From the use of voice-over as an expression of how his creative voice as a film student is slowly becoming an interrogative one, to the use of a theatre performance atmosphere to convey a life story being performed. It is so clear how this not only translates to his positionality as a film student but to the whole idea of performing one’s identity based on your experiences.
There are various scenes that stand out in this film. A lot more fascinating to me are the scenes where this theatre performance atmosphere comes into play. At the beginning of one of the scenes, the door slides open to reveal Steve’s father, when he is visiting him in prison, much like the curtains opening at the beginning of a scene in the theatre – a symbol that this is his scene, drawing us into him as a father and his interpretation of the situation. Your focus is supposed to stay with him and never shift.
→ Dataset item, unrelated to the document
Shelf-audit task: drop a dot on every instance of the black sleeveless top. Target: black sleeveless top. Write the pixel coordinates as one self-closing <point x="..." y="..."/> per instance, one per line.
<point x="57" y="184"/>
In the same scene, Steve asks “You believe me, right?”- after having established such a strong bond between this father and his son, the deliberate decision to not have him immediately responding with affirmation is so precise. That silence is such an important symbol. He definitely believes him but he knows it is not up to him. This also plays into the theatre performance symbolism where at the end of a play, the audience is invited to ‘believe’ the performance. What we have here is a film that manipulates visual and sonic aesthetics so well that it allows the viewer to transcend time and space.
In filmmaking, precision is very gratifying. When you watch a film and almost every aspect of its conveyance is motivated, this reels you into the story in a very unique way. Creative processes are becoming more and more intentional when it comes to filmmaking, perhaps because we are living in a time in which there are various cultural shifts in how people think, feel and speak about specific subject matters, and this is worth a study.
When intention meets film, everything from how a performance is blocked, the decision to track into the action at a specific point, the pace, the use of voice over, etc. is the driving force of story and meaning. This makes storytelling very compelling because you are not just following the characters but you are also being taken into a very calculated and symbolic expression of a lived experience. Certain scenes/shots/lines of dialogue propel you to actively take on a moral, political or social stance on the subject matter at hand. When such intentional decisions are made, the film becomes more than just an account of a story but a mirror for the viewer.